Mesmo que a emissão dos gases-estufa pudesse ser controlada hoje, as alterações continuariam por centenas de anos. Isso porque o carbono tem um ciclo de permanência na atmosfera de 100 anos. O efeito é mais devastador do que o próprio IPCC imaginava. O gelo diminuirá no Ártico e talvez na Antártida, alterará a salinidade da água e aumentará o volume de precipitações. A conjunção de fatores vai reordenar ventos e ondas. Haverá chuvas torrenciais, furacões mais agressivos, ondas de calor mais longas. Em alguns anos, o extremo será comum.

A questão é como e quanto a humanidade conseguirá minimizar os danos. Em cenários futuros, o grau de investimento em tecnologias limpas e redução de uso de combustíveis fósseis têm impacto direto no nível do problema. As projeções do IPCC se baseiam em seis modelos complexos, programas de computador alimentados com dados coletados por anos.

O painel prevê que, até 2100, as temperaturas subam 0,2°C por década, mais do que nos anos passados. A melhor estimativa é de 1,8°C a 4°C até 2100, com 3°C a mais considerado provável. Os oceanos subirão entre 18 e 58 cm, ameaçando ilhas e cidades costeiras. Alguns dizem que o perigo é maior: elevação de até 1,4 metro no fim do século.

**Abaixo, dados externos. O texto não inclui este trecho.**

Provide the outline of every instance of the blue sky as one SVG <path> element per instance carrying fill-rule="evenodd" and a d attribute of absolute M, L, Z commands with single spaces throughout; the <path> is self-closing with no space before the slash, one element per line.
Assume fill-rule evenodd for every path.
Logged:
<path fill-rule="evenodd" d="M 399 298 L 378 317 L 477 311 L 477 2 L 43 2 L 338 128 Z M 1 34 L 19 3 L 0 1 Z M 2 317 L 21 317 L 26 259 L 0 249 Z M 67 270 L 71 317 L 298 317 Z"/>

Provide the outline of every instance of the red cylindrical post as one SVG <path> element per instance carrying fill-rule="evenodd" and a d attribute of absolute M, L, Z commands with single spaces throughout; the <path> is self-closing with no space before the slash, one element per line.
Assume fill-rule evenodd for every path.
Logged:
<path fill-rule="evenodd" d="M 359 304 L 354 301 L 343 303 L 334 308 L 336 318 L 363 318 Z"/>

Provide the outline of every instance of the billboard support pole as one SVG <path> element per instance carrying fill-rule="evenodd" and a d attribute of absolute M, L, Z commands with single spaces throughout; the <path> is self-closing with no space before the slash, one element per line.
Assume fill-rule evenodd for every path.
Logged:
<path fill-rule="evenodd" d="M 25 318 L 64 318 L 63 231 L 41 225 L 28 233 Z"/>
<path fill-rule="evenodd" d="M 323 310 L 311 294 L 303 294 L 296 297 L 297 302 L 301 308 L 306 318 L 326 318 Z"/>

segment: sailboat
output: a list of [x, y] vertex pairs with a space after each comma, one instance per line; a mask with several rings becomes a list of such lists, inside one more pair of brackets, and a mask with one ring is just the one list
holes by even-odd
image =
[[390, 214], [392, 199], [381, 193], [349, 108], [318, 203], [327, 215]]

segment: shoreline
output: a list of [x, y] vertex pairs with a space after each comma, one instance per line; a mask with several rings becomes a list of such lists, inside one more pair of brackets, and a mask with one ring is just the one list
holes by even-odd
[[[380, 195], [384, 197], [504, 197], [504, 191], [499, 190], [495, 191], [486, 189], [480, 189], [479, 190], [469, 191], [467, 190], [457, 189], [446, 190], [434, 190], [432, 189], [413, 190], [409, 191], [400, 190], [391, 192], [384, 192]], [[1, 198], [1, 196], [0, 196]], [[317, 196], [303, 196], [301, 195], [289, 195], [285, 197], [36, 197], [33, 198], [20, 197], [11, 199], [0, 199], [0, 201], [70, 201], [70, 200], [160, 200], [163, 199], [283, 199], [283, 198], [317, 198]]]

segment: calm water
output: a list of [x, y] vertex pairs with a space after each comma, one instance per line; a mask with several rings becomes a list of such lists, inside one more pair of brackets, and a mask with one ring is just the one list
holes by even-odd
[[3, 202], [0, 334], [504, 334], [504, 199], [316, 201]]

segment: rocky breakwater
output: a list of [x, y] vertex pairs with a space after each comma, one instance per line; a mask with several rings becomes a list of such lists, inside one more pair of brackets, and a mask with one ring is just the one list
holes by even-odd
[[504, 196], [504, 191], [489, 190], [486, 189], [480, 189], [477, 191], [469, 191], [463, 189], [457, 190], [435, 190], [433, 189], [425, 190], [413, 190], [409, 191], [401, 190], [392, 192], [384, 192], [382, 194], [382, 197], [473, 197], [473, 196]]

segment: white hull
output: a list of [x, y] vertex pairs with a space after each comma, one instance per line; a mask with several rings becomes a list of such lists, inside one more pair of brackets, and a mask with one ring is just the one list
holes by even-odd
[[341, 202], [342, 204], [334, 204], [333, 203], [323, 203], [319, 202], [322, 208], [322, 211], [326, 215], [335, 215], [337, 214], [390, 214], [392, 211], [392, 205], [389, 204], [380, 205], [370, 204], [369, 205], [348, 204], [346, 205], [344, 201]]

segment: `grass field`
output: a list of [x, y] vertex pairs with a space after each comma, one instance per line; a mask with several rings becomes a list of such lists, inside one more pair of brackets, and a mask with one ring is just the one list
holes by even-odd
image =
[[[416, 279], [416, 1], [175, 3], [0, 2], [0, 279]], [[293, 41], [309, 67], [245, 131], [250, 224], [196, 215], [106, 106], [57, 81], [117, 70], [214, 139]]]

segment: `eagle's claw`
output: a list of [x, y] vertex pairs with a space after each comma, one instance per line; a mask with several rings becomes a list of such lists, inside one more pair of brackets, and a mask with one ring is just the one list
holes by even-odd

O IPCC prepara para os próximos meses outros dois volumes deste mesmo relatório - sobre adaptação e sobre mitigação. Até o fim do ano, quando ocorre a próxima conferência da ONU sobre clima, os países terão de apresentar propostas mais efetivas de controle do efeito estufa do que Kyoto. ¿O dia 2 de fevereiro de 2007 será lembrado como o dia em que o ponto de interrogação sobre a responsabilidade do homem foi removido¿, disse o diretor do Programa da ONU para Meio Ambiente, Achim Steiner.